Despite all the affected teenage rebellion, I continued to call myself a Christian into my early twenties. When I finally stopped, it wasn’t because being a believer made me uncool or outdated or freakish. It was because being a Christian no longer meant anything. It was a label to slap on my Facebook page, next to my music preferences. The gospel became just another product someone was trying to sell me, and a paltry one at that because the church isn’t Viacom: it doesn’t have a Department of Brand Strategy and Planning. Staying relevant in late consumer capitalism requires highly sophisticated resources and the willingness to tailor your values to whatever your audience wants. In trying to compete in this market, the church has forfeited the one advantage it had in the game to attract disillusioned youth: authenticity. When it comes to intransigent values, the profit-driven world has zilch to offer. If Christian leaders weren’t so ashamed of those unvarnished values, they might have something more attractive than anything on today’s bleak moral market. In the meantime, they’ve lost one more kid to the competition.


  1. "developing a taste in music that ran the gamut from Christian rap to Christian pop to Christian rock"

    LOL this lady just wrote the jr high/high school section of my biography. I'm pretty sure I've still got an All Star United CD around somewhere, and also The Waiting. Those guys totally should have been bigger than they were.

    Didn't keep any Carman. (But if I ever regret it, the plastic brain of my youth has retained every lyric.)

  2. Rebekah,
    I agree with you about The Waiting and the first ASU album. There are actually some talented musicians and artists toiling under the stereotype of "CCM," and that's a ghetto about as hard to break out of as any.
    Thanks for the tip to the article..

    Pr. Tim Winterstein

  3. It's also important to note that the author nailed the problem with the natural progression following the bait and switch -- ending with there being less and less to switch to, only bait.
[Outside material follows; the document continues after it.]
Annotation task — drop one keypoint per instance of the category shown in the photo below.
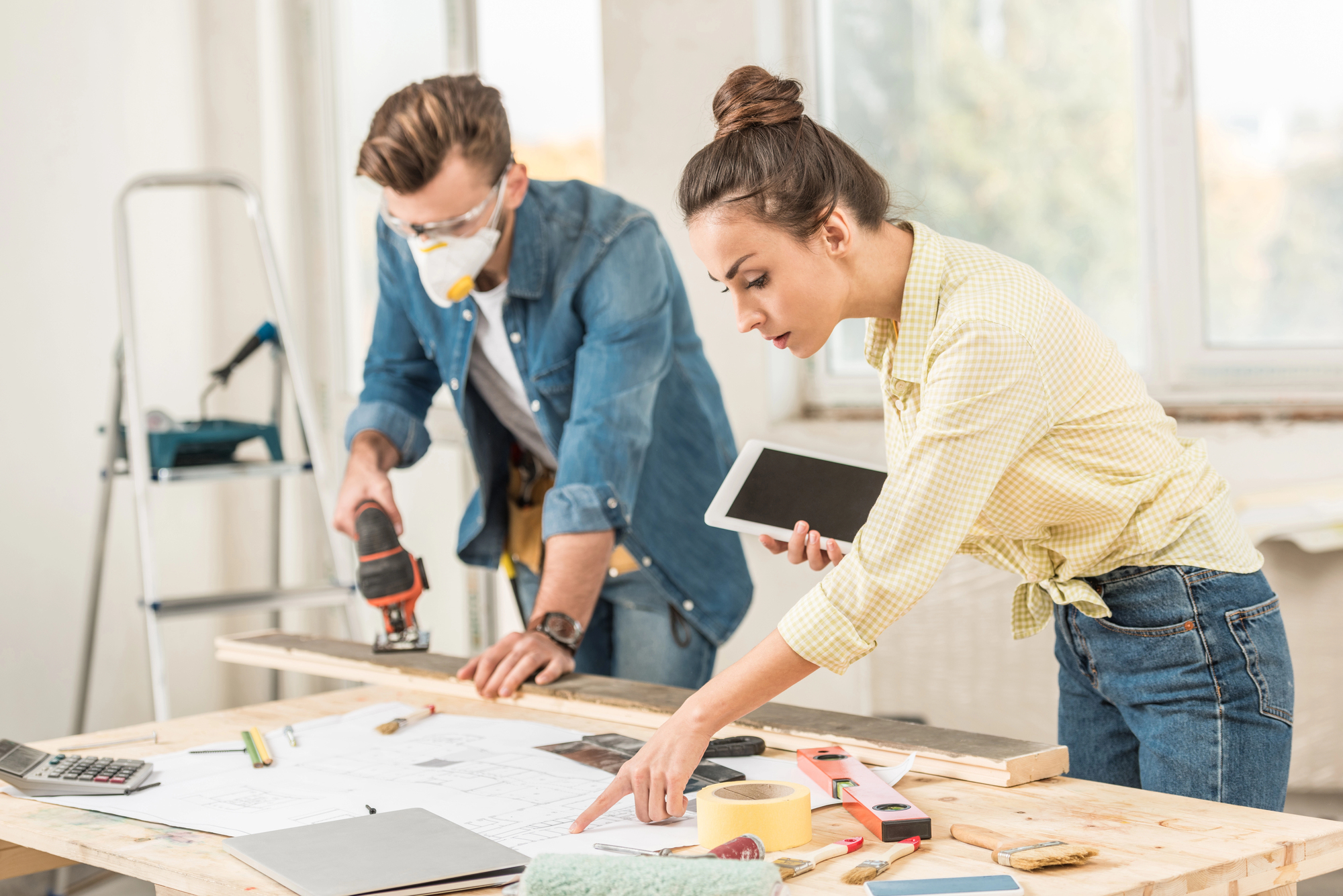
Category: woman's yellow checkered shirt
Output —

This is more (anecdotal) proof of something that has been stated by several times on this site -- that changing what you do in the service ends up changing the message you teach and therefore what the church believes. If mass appeal is what you want, you end up learning a lot about the world and what appeals to it, and less and less about the gospel and what the church has done and taught for millennia.

  4. Love The Waiting.

    Some of the most talented artists that were stuck within the CCM ghetto have also been some of the most honest, even harshest, critics of the industry. See Steve Taylor, ASU, Rich Mullins...

  5. One never really knows if things are causal or coincidental, but in the past 24 hours I have heard of two LCMS pastors, both CCM and contemporary worship boosters, who have left the ministry.